Maslow's Hierarchy of Needs

Maslow's Hierarchy of Needs (1943)

Read Belkin’s full article, it’s not long. The upshot is that Kenrick is apparently “redefining ‘self-actualization’ as an indirect means to attracting a mate and, ultimately, parenting children.”

I’m not sure why. Love and belonging is lower on the pyramid. Shouldn’t parenting appear there? In any case, I spent some time today thinking about the provocation Kenrick  (and Belkin) offered. Below is my take. I’m interested in yours.

On the one hand, it’s an interesting thought experiment to say that parenting a child is at the apex of human “needs” – something that can occur only when our base needs are met.

I can tell you that, as a parent now 3 years “in”, trying to be a good-enough parent is the hardest thing I’ve ever undertaken. (For one thing, what’s good enough?) So, in that sense, coming to terms with yourself, the kind of person you want to be and model for your children, the kind of people you want to raise and the role you as a family might aim to have in society, all while humbly admitting that it’s not actually in your control… all those things feel like a step towards self-actualization to me.

On the other hand, saying that parenting is the target or end-point of any self-actualization aim seems to overstate the role of parenting (while important, it’s not the only thing that’s important!) Is reproduction even really still our goal? With the world population where it’s at, and economics in most societies such that we don’t need our own children to care for us in old age, why is reproduction any sort of imperative at all?

What do you think?

Posted in Parenting | 3 Comments

Ethics on the Internet

Cartoon: "A 34% cut in our corporate ethics should return us to profitability"

courtesy of CartoonWork.com

Maybe it’s because it’s the Jewish new year (that link notwithstanding) a time for reflection. Maybe it’s because of the stuff we’ve been reading online. Whatever it is, I find myself noodling on ethical questions today. Questions like:

Is it ethical for WebMD and Babble.com to have formula makers sponsor their breastfeeding content? I posted this question to Facebook and Twitter and then realized that since I really care what the Parents Guild community thinks about it, I posted it to our Q&A site as well. Feel free to leave me feeedback here, there, or anywhere.

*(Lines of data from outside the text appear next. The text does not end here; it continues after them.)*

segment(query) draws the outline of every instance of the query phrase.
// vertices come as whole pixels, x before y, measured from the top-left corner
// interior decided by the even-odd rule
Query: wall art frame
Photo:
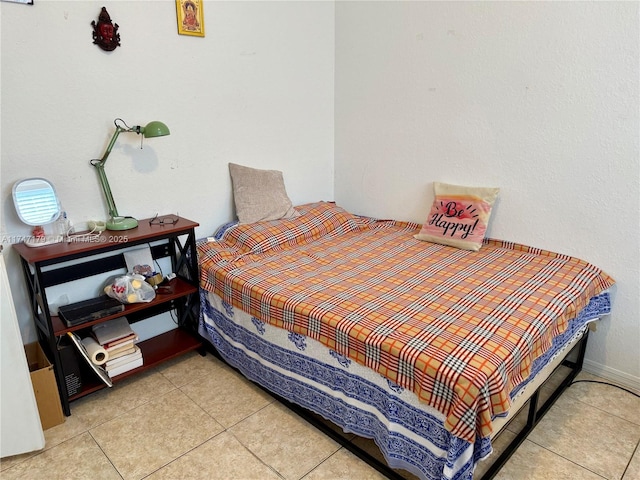
[[[203,0],[176,0],[178,34],[204,37]]]

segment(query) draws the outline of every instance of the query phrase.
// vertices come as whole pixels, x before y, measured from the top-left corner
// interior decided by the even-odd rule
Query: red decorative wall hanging
[[[118,33],[118,24],[111,23],[111,17],[105,7],[102,7],[98,22],[92,21],[93,27],[93,43],[101,49],[110,52],[120,46],[120,34]]]

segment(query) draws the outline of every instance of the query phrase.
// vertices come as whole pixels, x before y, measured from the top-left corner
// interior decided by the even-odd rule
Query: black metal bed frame
[[[573,380],[576,378],[578,373],[582,370],[582,365],[584,363],[584,355],[587,349],[587,340],[589,337],[589,329],[587,328],[582,338],[574,345],[574,347],[567,353],[564,360],[554,369],[554,371],[549,375],[547,380],[543,382],[531,395],[528,400],[529,408],[527,415],[527,423],[522,427],[522,429],[518,432],[516,437],[509,443],[507,448],[491,463],[489,469],[485,472],[480,480],[490,480],[500,471],[500,469],[504,466],[505,463],[511,458],[511,456],[515,453],[518,447],[522,444],[522,442],[527,438],[529,433],[535,428],[535,426],[540,422],[540,420],[544,417],[547,411],[551,408],[551,406],[556,402],[556,400],[562,395],[562,393],[571,385]],[[222,360],[224,363],[227,363],[224,358],[215,350],[215,348],[209,342],[205,342],[208,346],[208,350],[217,358]],[[572,356],[572,353],[576,352],[576,359],[569,360],[569,357]],[[227,363],[228,365],[228,363]],[[554,373],[560,367],[568,367],[570,371],[567,376],[562,380],[562,382],[553,390],[549,398],[542,403],[542,405],[538,408],[538,403],[540,403],[540,391],[542,387],[546,384],[546,382],[551,378]],[[237,370],[235,367],[231,366],[234,370]],[[381,462],[376,457],[371,455],[366,450],[362,449],[358,445],[355,445],[349,439],[347,439],[344,435],[340,434],[336,430],[333,430],[328,424],[315,417],[314,414],[295,403],[290,402],[289,400],[274,394],[270,390],[262,387],[261,385],[253,382],[256,386],[260,387],[262,390],[267,392],[272,397],[276,398],[280,403],[289,408],[294,413],[298,414],[308,423],[316,427],[322,433],[330,437],[332,440],[339,443],[341,446],[349,450],[351,453],[356,455],[358,458],[366,462],[371,467],[375,468],[378,472],[386,476],[391,480],[406,480],[406,477],[402,476],[397,470],[390,468],[386,463]],[[523,407],[524,408],[524,407]],[[514,415],[515,417],[515,415]],[[513,420],[513,418],[512,418]],[[502,431],[506,429],[507,425],[504,425]]]

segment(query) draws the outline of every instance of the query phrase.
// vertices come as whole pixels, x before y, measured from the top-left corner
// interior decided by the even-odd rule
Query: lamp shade
[[[165,135],[169,135],[169,127],[167,127],[164,123],[153,121],[147,123],[147,126],[142,129],[141,132],[145,138],[152,137],[164,137]]]

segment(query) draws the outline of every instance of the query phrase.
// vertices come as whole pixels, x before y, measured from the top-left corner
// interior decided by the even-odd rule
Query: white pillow
[[[498,188],[433,183],[435,200],[418,240],[480,250]]]

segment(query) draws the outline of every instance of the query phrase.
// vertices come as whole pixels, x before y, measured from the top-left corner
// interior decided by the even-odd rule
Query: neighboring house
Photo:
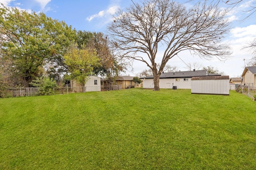
[[[229,90],[236,90],[236,84],[241,84],[242,79],[240,77],[232,77],[229,80]]]
[[[229,95],[229,76],[194,76],[191,79],[191,94]]]
[[[121,85],[122,89],[129,88],[131,87],[141,87],[142,83],[138,86],[136,86],[133,81],[134,77],[134,76],[116,76],[114,78],[115,82],[113,85]]]
[[[246,67],[242,74],[242,85],[256,86],[256,66]]]
[[[160,88],[191,88],[191,78],[194,76],[221,76],[220,74],[208,73],[206,70],[194,70],[193,71],[180,71],[162,73],[159,79]],[[143,80],[143,88],[153,88],[153,76],[141,78]]]
[[[229,80],[229,83],[232,84],[240,84],[242,83],[242,78],[240,77],[232,77]]]
[[[74,90],[80,92],[97,92],[100,91],[100,77],[94,76],[89,76],[85,82],[84,89],[78,88],[78,87],[81,87],[80,83],[75,80],[70,80],[70,87],[75,88]],[[77,90],[76,89],[77,88]],[[85,92],[84,90],[85,90]]]

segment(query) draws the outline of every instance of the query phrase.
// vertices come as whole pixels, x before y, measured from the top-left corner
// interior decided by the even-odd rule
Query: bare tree
[[[159,68],[161,66],[160,63],[157,63],[156,64],[156,68],[158,69],[159,69]],[[169,64],[166,64],[163,70],[163,72],[173,72],[174,71],[177,71],[178,68],[176,66],[171,66]],[[145,69],[140,72],[137,74],[137,76],[139,77],[144,77],[150,76],[153,75],[152,72],[152,70],[150,68],[148,69]]]
[[[144,62],[152,70],[154,90],[159,90],[164,66],[180,52],[188,49],[200,57],[220,59],[230,54],[229,46],[221,43],[230,28],[226,12],[206,2],[187,10],[169,0],[145,0],[125,12],[120,10],[108,29],[120,55]],[[163,47],[160,56],[158,52]],[[162,61],[158,69],[158,57]]]
[[[187,66],[185,67],[185,68],[187,68],[190,71],[192,71],[194,69],[198,70],[203,66],[201,64],[198,63],[196,62],[193,63],[188,63],[186,65]]]

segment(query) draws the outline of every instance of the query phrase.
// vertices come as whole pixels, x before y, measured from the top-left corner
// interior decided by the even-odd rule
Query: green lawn
[[[255,169],[255,108],[234,91],[0,99],[0,169]]]

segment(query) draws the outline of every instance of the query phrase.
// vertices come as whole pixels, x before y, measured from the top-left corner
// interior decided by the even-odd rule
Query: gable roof
[[[242,78],[241,77],[231,77],[230,78],[230,81],[242,81]]]
[[[164,72],[161,74],[161,75],[160,76],[160,78],[192,78],[194,76],[221,76],[221,75],[214,73],[208,73],[208,75],[206,75],[206,70],[197,70],[195,71]],[[140,78],[154,78],[154,76],[150,76],[147,77]]]
[[[244,68],[244,71],[243,72],[243,74],[242,74],[242,76],[243,76],[247,71],[247,70],[248,70],[252,73],[252,74],[256,74],[256,66],[250,66],[250,67],[246,67]]]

What obligation do community websites have to their community? “I contributed so much to Maya’s Mom, and now it’s gone.”  I heard this recently from someone I respect whom I was hoping might contribute to our site. We’ve now seen the ashes of many a high-flying parenting site – some rocketing through as successes bought out by bigger sites, others disintegrated (like many a startup here in the Valley) as failed business models As a site comprised of community-generated content, it feels like we have an obligation to you, our contributors, our readers – whatever our success path – to not just burn out and disappear. But what then? What’s option C? Have we covered this eventuality already by creative commons licensing our content? Our hope and intention is that the content we all create here will continue on – ideally on this site, which we plan to run for a very long while, and if not, on descendant or sister sites as creative commons licensed content. [You can rest assured that it's top of mind. This post is more about the ethics of community-driven websites in general.]

What are the ethics of sharing emotion in a forum such as this? A recent comment on this blog presented first a moderately informative disagreement with the post, but then continued (not posted) into a bleak angry follow-up comment accusing us of selectively not publishing the first comment, followed a short time later by a third and final comment, a contrite retraction to the effect of “oh, I see, it’s just awaiting moderation.” On the Internet we (all) often type before thinking. Send before proofing. Injure and then regret. When creating a community-generated-content website – especially one focused on close-to-the-heart topics like parenting – what are the ethics of sharing emotion (versus moderating it out?) We want opinions as well as facts, convictions and lively debate; we also want a civil community that diverse folks want to contribute to. What are the ethics of sharing the emotion behind the argument, as a website, as a contributor?